Phylo-HMRF identified both conserved and lineage-specific evolutionary patterns of Hi-C contact frequencies across the four primate species. We further categorized the 30 estimated hidden states into 13 groups which show higher-level distinctiveness of heterogeneous evolutionary patterns (Supplementary Methods). Four of the groups represent conserved or weakly conserved cross-species patterns in Hi-C contact frequency, which are conserved high in Hi-C contact frequency (C-high), conserved middle-level (C-mid), conserved low (C-low), and weakly conserved middle-level (WC). The four groups cover 51.14% of all the nodes in the cross-species Hi-C maps of the synteny blocks. Nine of the groups correspond to non-conserved evolutionary patterns in Hi-C contacts, where eight exhibit lineage-specific patterns. Specifically, the nine groups are human-specific high in Hi-C contact frequency (NC-hom high), human-specific low (NC-hom low), chimpanzee-specific high (NC-pan high), chimpanzee-specific low (NC-pan low), bonobo-specific high (NC-pyg high), bonobo-specific low (NC-pyg low), gorilla-specific high (NC-gor high), gorilla-specific low (NC-gor low) and non-conserved (NC). Examples of the representative estimated states from each of the 13 groups are shown in Fig. 3A. Hi-C contact frequency distributions of multiple species in all 30 estimated states are shown in Fig. S4.
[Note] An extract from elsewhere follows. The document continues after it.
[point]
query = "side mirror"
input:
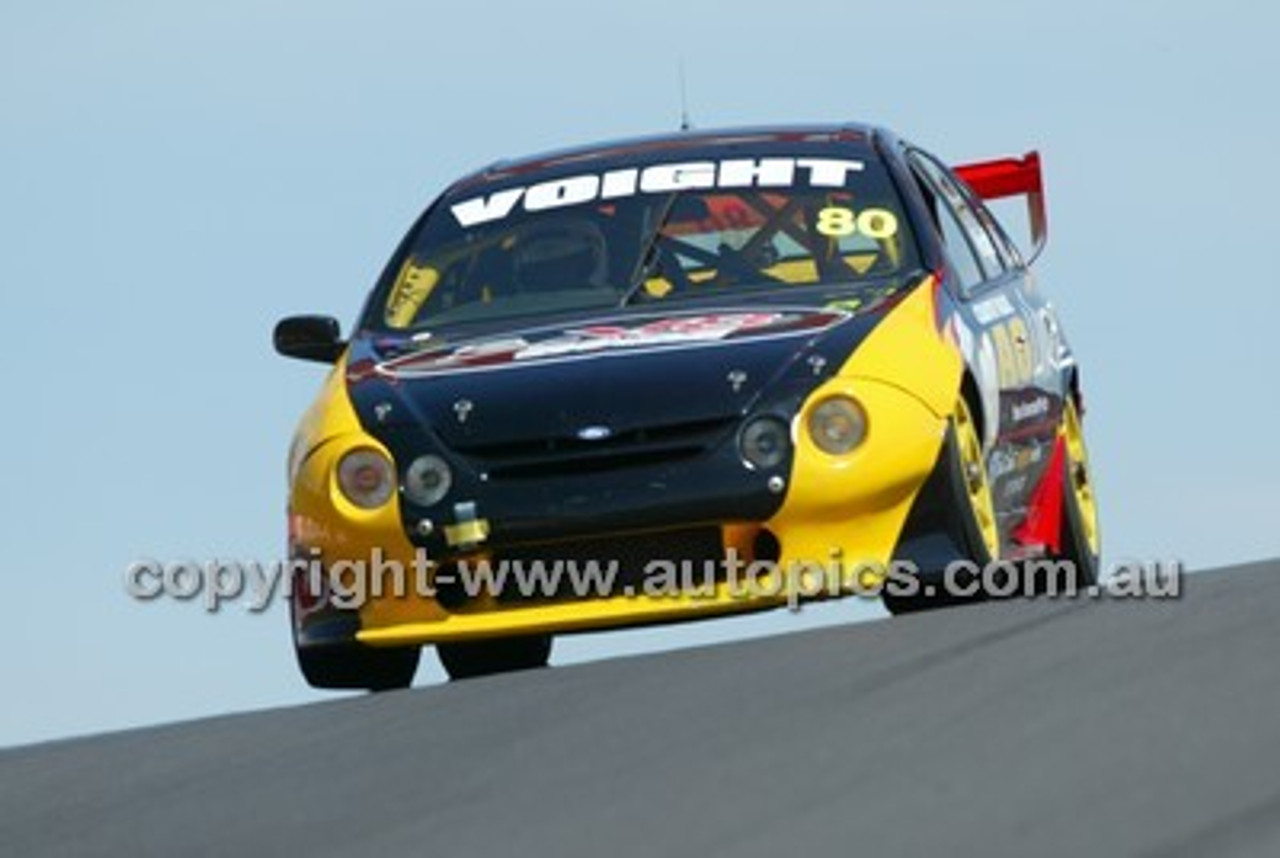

In Fig. 3B and Fig. 3C, as examples we show the estimated states in synteny block 8 on chromosome 1 and in synteny block 3 on chromosome 2, along with the input Hi-C contact maps of the four species. The rotated upper triangular matrix as shown in the second row of Fig. 3B or Fig. 3C represents the estimated hidden states of the graph 𝒢 of the HMRF in Hi-C data comparison in the corresponding synteny block, which is of the same size as the multi-species Hi-C contact maps in this synteny block. Each vertex in 𝒢 corresponds to a pair of genomic loci in the Hi-C contact map. The hidden state configuration is visualized as an image, where different colors represent different estimated hidden states. Adjacent nodes that are assigned to the same hidden state form a contiguous segment in the image. Therefore, based on the estimated states, 𝒢 is partitioned, reflecting different cross-species Hi-C contact patterns. In Fig. 3B, we found that there are two gorilla-specific low Hi-C contact patterns near the diagonal area, which are colored in purple. These two regions correspond to the gorilla-specific low Hi-C states that appear in the state-distance plots of synteny block 8 on chromosome 1 in Fig. S5. In Fig. 3C, we observed that there is a bonobo-specific low Hi-C contact frequency pattern detected near the diagonal area, which is colored in green. By comparing the estimated hidden states to the corresponding Hi-C contact maps of the four species, we found that the estimated states accurately reflect what can be observed in Hi-C contact maps in different species.
Next we compared the distributions of evolutionary patterns of Hi-C contacts over changing distances between a pair of genomic loci in each synteny block. We consider that Hi-C contacts over short genomic loci distances are local Hi-C contacts (genomic loci distance <3Mb), and Hi-C contacts over large distances represent longer-range contacts. Short genomic loci distances correspond to an area near the diagonal of the Hi-C contact map. The state-distance plots across the synteny blocks on all the autosomes are shown in Fig. 4A. We observed that C-high, C-mid, and WC states are the predominant states around the diagonal area when the genomic loci distance is within the range of around 2.5 Mb (black arrow in Fig. 4A). This suggests that the majority of the local Hi-C contact patterns and the associated genome structures are likely to be conserved across difference species. At large genomic loci distances, which corresponds to the off-diagonal area in the Hi-C contact map, the C-low and non-conserved states have much larger percentages as expected. We also found that the distribution over genomic loci distance varies across different lineage-specific states. For single synteny blocks, the state-distance plots of the major synteny blocks on chromosome 1 and chromosome 2 are shown in Fig. S5 and Fig. S6 as examples. Overall, we found that there are similar enrichment patterns of states within a short distance range across the synteny blocks, while different blocks also exhibit varied trends of how evolutionary patterns are distributed at different genomic loci distances. We also observed that the lineage-specific states are distributed unevenly among the synteny blocks, showing occurrences either in local Hi-C contacts or long-range Hi-C contacts.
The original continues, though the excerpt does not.